- Royal coat of arms of the United Kingdom

Justice of the High Court
- Incumbent
- Assumed office 1 October 2021

Personal details
- Born: 11 April 1963 (age 62) Lincolnshire, England
- Alma mater: Christ Church, Oxford

= Edwin Johnson (judge) =

British judge

Sir Edwin Geoffrey Johnson (born 11 May 1963) is a British High Court judge.

== Personal life and education ==
Johnson was born in Lincolnshire, England and grew up in Surrey; he was educated at Lancing College. He then attended Christ Church, Oxford where he completed a BA in jurisprudence in 1986.

In 1991, he married Mary Thorne and together they have two sons and a daughter.

== Career ==
He was called to the bar at Lincoln's Inn in 1987 and practised real property and professional negligence from Maitland Chambers.
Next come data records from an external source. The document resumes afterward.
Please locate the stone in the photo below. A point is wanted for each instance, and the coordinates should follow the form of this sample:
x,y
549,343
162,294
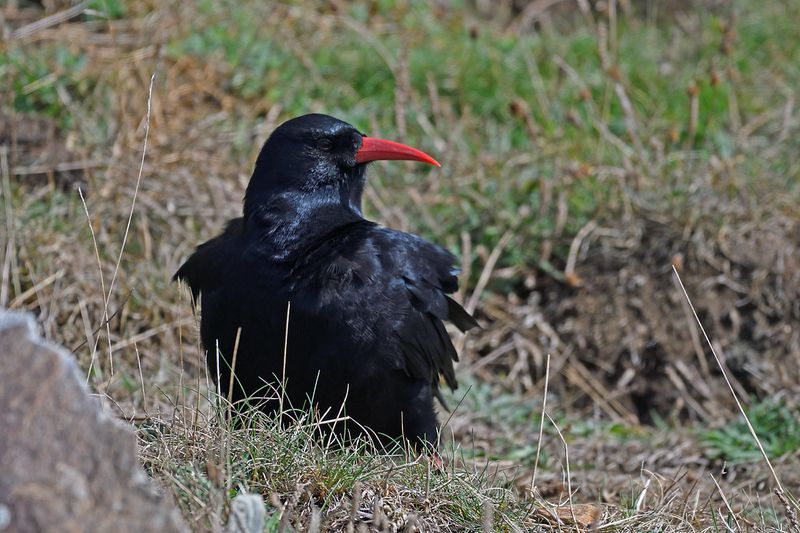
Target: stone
x,y
65,465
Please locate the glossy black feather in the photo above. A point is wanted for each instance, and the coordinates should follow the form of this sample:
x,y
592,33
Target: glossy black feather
x,y
367,302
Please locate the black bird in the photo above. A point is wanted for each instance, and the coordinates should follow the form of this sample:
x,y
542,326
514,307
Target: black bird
x,y
366,304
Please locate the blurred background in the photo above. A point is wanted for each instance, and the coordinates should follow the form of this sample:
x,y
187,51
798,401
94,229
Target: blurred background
x,y
587,148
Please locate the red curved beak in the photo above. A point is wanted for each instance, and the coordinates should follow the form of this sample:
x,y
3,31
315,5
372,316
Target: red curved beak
x,y
373,149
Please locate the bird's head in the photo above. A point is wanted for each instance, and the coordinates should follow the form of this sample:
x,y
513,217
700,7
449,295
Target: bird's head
x,y
318,157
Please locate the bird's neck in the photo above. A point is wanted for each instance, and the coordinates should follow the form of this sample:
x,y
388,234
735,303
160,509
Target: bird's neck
x,y
287,225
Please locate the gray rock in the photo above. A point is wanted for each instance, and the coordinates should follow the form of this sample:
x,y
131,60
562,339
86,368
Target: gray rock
x,y
65,465
247,514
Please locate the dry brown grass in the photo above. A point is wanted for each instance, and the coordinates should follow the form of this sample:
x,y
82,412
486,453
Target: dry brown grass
x,y
599,302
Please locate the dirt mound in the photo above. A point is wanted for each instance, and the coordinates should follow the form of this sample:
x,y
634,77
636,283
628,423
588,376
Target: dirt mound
x,y
626,339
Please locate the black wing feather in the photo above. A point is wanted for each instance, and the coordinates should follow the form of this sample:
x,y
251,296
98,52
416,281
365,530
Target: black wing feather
x,y
428,275
205,269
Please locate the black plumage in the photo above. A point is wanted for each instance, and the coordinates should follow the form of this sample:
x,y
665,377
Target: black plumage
x,y
367,302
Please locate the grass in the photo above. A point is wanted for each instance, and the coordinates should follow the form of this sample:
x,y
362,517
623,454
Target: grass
x,y
603,147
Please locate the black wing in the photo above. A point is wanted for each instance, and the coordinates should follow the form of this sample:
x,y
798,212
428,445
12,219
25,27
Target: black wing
x,y
428,275
205,269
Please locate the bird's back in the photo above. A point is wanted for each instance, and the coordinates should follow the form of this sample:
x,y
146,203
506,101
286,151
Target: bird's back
x,y
366,310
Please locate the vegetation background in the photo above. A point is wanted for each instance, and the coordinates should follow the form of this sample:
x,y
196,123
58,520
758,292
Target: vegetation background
x,y
588,147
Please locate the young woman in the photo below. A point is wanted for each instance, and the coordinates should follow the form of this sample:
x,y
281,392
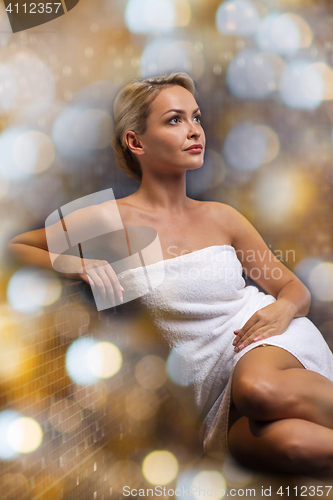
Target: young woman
x,y
271,407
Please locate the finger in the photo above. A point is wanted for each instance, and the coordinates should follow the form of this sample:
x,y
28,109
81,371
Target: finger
x,y
250,333
252,321
110,295
246,330
108,287
118,289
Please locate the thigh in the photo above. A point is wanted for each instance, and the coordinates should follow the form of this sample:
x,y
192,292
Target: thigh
x,y
265,359
285,446
261,364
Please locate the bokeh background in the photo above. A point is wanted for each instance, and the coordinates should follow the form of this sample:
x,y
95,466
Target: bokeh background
x,y
84,409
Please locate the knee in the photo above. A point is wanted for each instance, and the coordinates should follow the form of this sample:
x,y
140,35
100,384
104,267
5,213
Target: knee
x,y
256,397
297,452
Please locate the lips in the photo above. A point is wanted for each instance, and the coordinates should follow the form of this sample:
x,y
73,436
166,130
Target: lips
x,y
195,147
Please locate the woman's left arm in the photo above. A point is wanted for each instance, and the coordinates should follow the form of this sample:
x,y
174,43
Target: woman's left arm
x,y
263,267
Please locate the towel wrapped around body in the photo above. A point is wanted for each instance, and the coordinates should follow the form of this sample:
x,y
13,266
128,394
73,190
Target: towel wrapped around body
x,y
200,301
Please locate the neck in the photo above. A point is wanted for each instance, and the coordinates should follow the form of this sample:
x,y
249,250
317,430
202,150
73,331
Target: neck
x,y
163,193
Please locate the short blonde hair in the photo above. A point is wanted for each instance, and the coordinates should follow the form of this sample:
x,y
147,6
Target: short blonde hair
x,y
131,110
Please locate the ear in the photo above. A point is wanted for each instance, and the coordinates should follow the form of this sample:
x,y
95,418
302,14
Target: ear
x,y
134,143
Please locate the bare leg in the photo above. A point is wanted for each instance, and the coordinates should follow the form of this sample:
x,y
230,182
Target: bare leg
x,y
291,446
269,384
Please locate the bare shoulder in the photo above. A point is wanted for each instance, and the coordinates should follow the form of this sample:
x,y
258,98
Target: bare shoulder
x,y
222,211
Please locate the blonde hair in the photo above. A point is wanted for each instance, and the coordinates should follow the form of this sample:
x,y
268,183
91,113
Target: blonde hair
x,y
131,110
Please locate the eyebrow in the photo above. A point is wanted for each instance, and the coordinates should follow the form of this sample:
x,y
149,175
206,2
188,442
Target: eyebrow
x,y
180,111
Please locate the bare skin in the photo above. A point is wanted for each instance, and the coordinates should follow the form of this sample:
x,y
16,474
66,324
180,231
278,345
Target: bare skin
x,y
281,416
284,424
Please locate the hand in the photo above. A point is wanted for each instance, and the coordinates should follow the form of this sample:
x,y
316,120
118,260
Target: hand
x,y
271,320
103,280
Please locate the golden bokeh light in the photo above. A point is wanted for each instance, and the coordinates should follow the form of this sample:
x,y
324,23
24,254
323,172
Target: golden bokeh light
x,y
72,320
125,473
65,416
104,360
141,404
182,13
33,152
321,281
272,143
14,486
25,435
305,32
326,73
91,396
209,480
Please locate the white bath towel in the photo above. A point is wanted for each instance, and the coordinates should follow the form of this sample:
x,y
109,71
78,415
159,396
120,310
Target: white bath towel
x,y
196,308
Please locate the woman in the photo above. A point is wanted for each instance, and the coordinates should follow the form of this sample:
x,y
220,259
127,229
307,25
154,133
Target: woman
x,y
273,406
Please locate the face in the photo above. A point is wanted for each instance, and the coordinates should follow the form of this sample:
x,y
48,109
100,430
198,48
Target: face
x,y
173,126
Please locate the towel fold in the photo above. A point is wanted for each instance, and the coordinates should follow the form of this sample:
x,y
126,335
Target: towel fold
x,y
200,301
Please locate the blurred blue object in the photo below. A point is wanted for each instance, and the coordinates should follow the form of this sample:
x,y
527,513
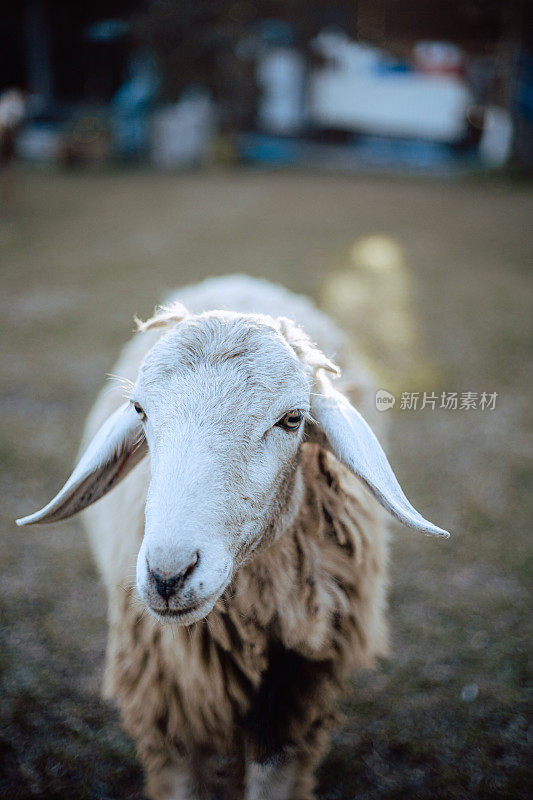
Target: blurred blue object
x,y
131,107
107,30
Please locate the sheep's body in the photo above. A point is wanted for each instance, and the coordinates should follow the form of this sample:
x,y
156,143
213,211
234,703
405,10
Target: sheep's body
x,y
253,685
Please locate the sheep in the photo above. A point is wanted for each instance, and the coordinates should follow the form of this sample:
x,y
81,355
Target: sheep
x,y
255,532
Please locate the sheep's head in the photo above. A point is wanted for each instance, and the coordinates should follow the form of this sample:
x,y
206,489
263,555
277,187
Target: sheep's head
x,y
222,403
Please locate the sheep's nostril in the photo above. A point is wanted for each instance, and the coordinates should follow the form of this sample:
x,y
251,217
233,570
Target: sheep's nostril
x,y
168,586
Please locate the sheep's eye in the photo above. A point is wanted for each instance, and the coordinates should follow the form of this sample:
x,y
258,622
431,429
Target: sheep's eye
x,y
291,421
139,409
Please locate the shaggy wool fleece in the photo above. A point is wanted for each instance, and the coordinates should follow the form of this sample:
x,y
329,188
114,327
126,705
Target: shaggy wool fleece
x,y
308,609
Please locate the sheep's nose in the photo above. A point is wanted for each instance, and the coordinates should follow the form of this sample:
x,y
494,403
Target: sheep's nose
x,y
169,585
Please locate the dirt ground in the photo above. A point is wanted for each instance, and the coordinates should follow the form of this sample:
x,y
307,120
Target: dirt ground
x,y
440,274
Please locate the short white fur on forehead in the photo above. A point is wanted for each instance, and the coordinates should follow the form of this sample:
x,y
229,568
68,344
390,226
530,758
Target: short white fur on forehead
x,y
267,351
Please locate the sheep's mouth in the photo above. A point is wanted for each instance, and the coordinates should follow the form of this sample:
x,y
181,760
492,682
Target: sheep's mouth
x,y
175,613
183,616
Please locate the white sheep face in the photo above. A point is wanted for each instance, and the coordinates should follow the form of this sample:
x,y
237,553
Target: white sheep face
x,y
207,406
224,477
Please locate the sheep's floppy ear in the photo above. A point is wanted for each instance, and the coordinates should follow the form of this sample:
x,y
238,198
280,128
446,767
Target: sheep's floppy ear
x,y
352,441
117,447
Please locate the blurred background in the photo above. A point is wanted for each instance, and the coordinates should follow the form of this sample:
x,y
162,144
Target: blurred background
x,y
373,154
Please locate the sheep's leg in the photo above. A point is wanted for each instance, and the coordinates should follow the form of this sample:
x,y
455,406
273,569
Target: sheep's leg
x,y
174,781
202,776
280,778
269,780
293,704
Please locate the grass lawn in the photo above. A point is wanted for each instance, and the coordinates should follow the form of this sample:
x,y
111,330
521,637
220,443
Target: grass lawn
x,y
441,272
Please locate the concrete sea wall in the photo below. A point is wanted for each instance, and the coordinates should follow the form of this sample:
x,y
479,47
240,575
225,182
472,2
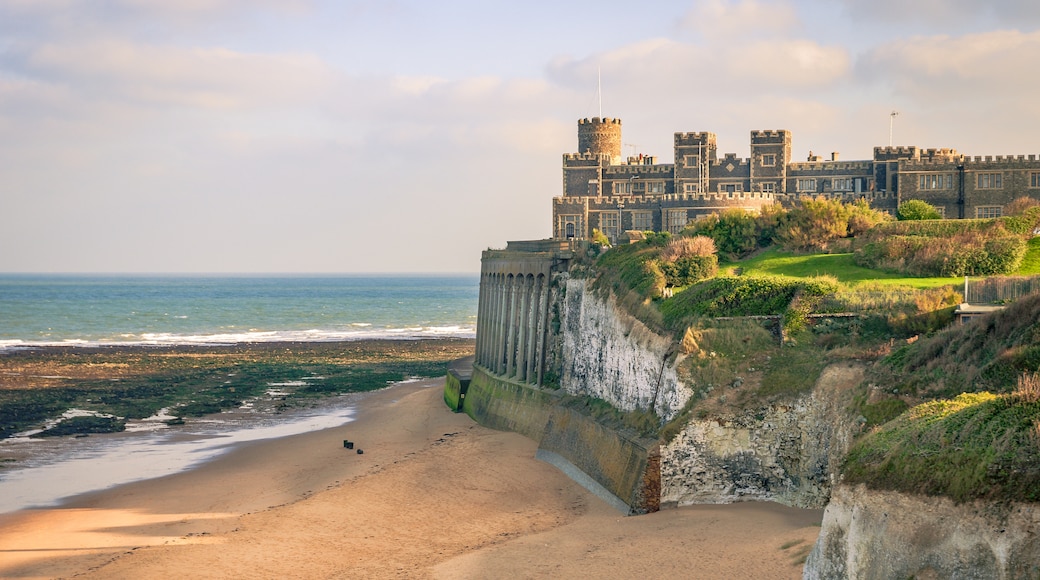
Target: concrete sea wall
x,y
620,464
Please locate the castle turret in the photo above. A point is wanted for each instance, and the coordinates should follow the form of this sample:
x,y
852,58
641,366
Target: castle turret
x,y
600,136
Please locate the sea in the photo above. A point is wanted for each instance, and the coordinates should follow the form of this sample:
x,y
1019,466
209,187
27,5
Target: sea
x,y
180,310
79,310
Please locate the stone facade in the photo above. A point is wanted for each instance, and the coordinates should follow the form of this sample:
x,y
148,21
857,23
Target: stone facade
x,y
601,191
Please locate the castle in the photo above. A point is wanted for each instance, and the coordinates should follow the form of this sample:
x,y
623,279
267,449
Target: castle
x,y
604,192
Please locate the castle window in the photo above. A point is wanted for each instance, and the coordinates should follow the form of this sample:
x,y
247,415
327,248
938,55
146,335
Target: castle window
x,y
990,181
935,181
989,211
608,223
676,220
570,227
841,184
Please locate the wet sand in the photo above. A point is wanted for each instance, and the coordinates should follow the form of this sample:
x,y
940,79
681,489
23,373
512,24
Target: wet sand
x,y
433,496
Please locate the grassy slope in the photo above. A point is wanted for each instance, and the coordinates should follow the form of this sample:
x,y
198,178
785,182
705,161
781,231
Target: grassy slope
x,y
841,266
1031,263
967,446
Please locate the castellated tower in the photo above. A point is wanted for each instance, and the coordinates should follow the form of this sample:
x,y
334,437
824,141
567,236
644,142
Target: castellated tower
x,y
770,156
600,136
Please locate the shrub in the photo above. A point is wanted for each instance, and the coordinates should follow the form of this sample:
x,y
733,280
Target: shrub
x,y
742,296
1019,206
690,269
734,231
862,217
680,247
917,209
812,223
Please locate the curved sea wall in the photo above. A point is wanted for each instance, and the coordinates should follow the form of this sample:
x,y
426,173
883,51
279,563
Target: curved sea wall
x,y
869,534
784,452
620,464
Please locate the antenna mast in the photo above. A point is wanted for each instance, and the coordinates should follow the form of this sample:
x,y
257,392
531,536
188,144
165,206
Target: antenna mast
x,y
599,90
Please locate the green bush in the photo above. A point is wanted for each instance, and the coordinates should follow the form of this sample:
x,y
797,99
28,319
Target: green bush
x,y
964,254
975,446
742,296
690,269
917,209
735,232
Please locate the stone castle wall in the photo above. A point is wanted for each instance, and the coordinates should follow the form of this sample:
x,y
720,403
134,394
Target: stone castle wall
x,y
602,192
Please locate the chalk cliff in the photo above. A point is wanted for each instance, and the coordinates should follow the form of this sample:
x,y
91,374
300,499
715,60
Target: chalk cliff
x,y
609,354
871,534
784,452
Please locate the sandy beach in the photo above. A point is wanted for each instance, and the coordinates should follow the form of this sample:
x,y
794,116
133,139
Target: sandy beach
x,y
433,496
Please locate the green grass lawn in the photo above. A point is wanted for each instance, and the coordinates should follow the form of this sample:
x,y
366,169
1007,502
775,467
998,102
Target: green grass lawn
x,y
776,262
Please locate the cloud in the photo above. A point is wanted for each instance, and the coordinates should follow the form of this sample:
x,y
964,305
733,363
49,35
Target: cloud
x,y
659,66
987,66
719,20
1016,12
209,78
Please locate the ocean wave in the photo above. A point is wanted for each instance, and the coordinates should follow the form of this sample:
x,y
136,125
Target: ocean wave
x,y
255,336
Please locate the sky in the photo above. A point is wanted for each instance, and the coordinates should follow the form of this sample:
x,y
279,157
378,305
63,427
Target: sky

He took silk in 2006 and was appointed a deputy High Court judge in 2017. He was an editor of Snell's Equity thirty-first edition in 2005. As a practitioner, he appeared before the House of Lords.

On 1 October 2021, Johnson was appointed a judge of the High Court and assigned to the Chancery Division. He received the customary knighthood in the same year. He was appointed President of the Upper Tribunal (Lands Chamber) on 1 August 2022.